Already we're hearing at least three separate responses to that question. First comes the claim that the whole question of presidential impact on the economy and jobs is silly and politically, not economically, motivated. As Robert Samuelson put it in his Washington Post column, “Electing a president based on job creation makes as much sense as selecting a doctor based on palm reading.”
Next is the “but for” argument from the incumbent's team: We would have created scads of jobs but for September 11, the Iraq War, and corporate wrongdoing.
Then there's the Tweedledee versus Tweedledum attack from the left, à la Ralph Nader. According to this argument, it doesn't matter who wins because choosing between the Republicans and Democrats on economics is like choosing between a grade of D- and D+.
Do Presidents Really Affect the Economy?
Samuelson and others argue that it's the business cycle, stupid. When the economy is expanding and consumers, investors, and employers are flush with Keynesian “animal spirits,” things tend to work out pretty well as long as the government stays out of the way. Like the rooster who claims his crowing caused the sunrise, presidents may try to take credit for such periods, but both roosters and presidents are pretty irrelevant to the outcome.
Yet history is full of examples of presidents making a big difference, even in a relatively unregulated market economy like ours. During recessions, there is a well-established role for the government to step in and try to restart the virtuous cycle described above.
If ever a president should have been able to accomplish this goal, it's this one. His tax carry a 10-year price tag of more than $3 trillion, and, as you'd expect, expenditures of this magnitude have made some difference. They've helped to lift the gross domestic product, but they haven't produced job growth.
That's not because presidents can't create jobs but because this president's spending packages have consistently been poorly structured to do so. Cuts in dividend or capital-gains taxation, or accelerated business expenses, aren't a good way to create jobs in general, and certainly not in a demand slump. This doesn't mean that Samuelson is right, however. It just means that this administration was using the recession as an opportunity to do what it wanted to do all along: shrink government by reducing revenues and shift the tax burden from wealth holders to wage earners.
If the administration had spent the money on state fiscal relief, direct funding for social needs, benefits for the unemployed, school renovations, and tax cuts for the least well-off, history suggests that jobs would have followed.

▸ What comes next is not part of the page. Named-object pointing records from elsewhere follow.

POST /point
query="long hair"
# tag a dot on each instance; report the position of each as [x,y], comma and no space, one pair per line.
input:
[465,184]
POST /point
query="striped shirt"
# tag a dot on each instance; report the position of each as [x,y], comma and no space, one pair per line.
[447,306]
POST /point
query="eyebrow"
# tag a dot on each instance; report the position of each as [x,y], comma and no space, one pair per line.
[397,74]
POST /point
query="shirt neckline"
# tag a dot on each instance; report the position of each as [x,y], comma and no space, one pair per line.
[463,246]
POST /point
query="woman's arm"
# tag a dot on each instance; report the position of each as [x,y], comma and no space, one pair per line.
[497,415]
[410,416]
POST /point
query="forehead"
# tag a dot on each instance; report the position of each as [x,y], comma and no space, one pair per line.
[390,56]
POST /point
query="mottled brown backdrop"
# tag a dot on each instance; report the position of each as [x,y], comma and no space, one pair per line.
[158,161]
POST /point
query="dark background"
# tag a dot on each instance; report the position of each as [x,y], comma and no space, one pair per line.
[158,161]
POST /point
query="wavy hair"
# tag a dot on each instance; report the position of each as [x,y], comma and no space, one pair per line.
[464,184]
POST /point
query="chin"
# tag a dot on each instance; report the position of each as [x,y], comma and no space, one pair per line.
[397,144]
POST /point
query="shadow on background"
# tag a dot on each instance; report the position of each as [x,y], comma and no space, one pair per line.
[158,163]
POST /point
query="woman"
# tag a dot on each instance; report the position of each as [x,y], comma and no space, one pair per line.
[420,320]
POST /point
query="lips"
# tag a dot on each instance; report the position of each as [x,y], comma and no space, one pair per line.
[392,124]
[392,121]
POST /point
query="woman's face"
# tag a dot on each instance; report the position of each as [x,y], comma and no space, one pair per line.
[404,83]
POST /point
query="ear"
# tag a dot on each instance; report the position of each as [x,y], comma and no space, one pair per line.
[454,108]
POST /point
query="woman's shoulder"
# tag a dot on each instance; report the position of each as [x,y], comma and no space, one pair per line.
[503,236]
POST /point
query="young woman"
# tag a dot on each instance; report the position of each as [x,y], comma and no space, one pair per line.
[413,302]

Yes, Virginia, presidents can make a difference, but they've got to make the right choices.
It's Not About Me; It's About 9-11
The administration tries to explain away economic failures by blaming events beyond its control, such as 9-11, corporate scandals, and the war. This argument has a superficial plausibility that has given the administration some cover.

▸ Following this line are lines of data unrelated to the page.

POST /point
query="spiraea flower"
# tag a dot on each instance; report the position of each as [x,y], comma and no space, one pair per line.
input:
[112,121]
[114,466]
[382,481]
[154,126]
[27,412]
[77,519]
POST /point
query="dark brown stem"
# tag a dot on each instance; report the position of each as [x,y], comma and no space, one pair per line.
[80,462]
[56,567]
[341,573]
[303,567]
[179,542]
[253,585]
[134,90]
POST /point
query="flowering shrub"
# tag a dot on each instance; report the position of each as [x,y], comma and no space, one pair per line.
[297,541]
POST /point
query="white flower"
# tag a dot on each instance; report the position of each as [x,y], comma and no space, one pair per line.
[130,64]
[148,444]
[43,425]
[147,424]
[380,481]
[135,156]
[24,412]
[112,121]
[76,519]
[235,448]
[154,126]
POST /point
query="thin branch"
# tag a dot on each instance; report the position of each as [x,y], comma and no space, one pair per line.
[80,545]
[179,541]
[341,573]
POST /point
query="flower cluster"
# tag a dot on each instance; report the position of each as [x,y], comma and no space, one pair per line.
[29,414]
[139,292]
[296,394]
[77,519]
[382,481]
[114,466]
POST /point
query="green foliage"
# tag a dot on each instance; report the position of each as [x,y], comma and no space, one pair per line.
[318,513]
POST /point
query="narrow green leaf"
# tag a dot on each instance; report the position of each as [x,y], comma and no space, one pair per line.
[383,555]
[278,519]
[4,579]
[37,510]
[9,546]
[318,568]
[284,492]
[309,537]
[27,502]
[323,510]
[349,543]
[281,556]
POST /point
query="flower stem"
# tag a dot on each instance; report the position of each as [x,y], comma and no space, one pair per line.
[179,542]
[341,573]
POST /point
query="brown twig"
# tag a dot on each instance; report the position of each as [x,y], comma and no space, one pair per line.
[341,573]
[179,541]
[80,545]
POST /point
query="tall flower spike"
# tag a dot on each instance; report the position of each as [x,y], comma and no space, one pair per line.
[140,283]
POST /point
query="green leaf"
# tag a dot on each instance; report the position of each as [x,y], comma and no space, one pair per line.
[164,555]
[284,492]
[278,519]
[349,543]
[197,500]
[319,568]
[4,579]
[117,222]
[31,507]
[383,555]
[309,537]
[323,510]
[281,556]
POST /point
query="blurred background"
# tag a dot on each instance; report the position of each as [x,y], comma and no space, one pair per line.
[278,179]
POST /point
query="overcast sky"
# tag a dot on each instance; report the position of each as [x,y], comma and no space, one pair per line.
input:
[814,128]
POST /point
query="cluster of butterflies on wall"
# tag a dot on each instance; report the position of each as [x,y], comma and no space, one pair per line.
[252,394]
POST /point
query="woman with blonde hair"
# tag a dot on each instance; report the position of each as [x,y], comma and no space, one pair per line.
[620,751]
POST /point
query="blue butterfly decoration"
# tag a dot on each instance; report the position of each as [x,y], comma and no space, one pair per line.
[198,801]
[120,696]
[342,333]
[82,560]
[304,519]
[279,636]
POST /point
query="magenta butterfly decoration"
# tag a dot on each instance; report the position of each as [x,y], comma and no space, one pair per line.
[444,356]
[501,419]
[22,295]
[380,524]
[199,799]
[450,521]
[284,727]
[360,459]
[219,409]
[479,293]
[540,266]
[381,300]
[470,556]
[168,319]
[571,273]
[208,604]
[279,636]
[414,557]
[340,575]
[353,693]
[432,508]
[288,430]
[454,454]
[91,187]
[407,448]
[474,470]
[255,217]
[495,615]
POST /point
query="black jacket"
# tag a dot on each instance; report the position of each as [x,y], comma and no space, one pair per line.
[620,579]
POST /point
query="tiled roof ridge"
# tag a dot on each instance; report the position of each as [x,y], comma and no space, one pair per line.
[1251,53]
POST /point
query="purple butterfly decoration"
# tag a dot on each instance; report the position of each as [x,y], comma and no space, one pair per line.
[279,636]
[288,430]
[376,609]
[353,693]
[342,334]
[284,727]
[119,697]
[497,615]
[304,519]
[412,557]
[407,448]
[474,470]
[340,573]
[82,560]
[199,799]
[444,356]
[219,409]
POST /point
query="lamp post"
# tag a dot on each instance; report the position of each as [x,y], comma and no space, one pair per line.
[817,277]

The tragic occurrence of 9-11 set back travel and tourism, and hurt particular regions, such as New York City, Las Vegas, and Orlando, Florida. However, that setback was temporary. The real damage to tourism and travel came from the recession-induced cutbacks made by businesses trimming costs.
As for corporate scandals, financial markets appear to have absorbed this long ago. There's no evidence that these wrongdoings are still holding us back in any way.
As for the war, uncertainty probably delayed some spending on investment, and rising energy prices may have hurt the economy a bit. Yet victory certainly did not unleash a wealth of pending investments, and the government's war spending (most of it in the United States, by the way) actually helped boost the economy in both 2002 and 2003.
Presidents Matter But Both Sides Are Republicrats
This view largely grew out of Clintonomics, with its centrist emphasis on free trade, welfare reform, and the primacy of markets. And it may well be that there's less space between, say, George W. Bush and John Kerry than between party representatives of years past.
But this argument contains a hole wide enough to drive a Halliburton-powered SUV through. Bill Clinton pushed NAFTA, but he also raised taxes on the rich, greatly expanded the Earned Income Tax Credit (an important wage subsidy for the poor), and lifted the minimum wage.
President Bush has handed the surplus to the wealthy and cut revenues so much as to jeopardize the future viability of domestic social programs. The administration is about to change regulations to take away the right to overtime pay for millions and has already blocked new ergonomic regulations that would have prevented serious workplace injuries. It threatens to privatize Social Security and has passed Medicare legislation that may sabotage that program's future. It is hard to identify any area of economic policy that the administration has not tried to radically reorient to favor business and the richest Americans.
Perhaps it comes down to this: More than two years into an economic expansion, we're still stuck with the worst jobs recovery on record. Our guess is that the economy won't change much by November -- deficits will still loom, unemployment will probably be too high, and for those with jobs, wage growth will be unimpressive. Could it really be that it won't matter who is president?
Presidents certainly do matter when it comes to job creation in a weak economy. And it would help immeasurably to have one who is sincerely interested in using the immense power of the office to create economic opportunities and help working families.
Jared Bernstein is a senior economist at the Economic Policy Institute (EPI) in Washington, D.C. Lawrence Mishel is the EPI's vice president.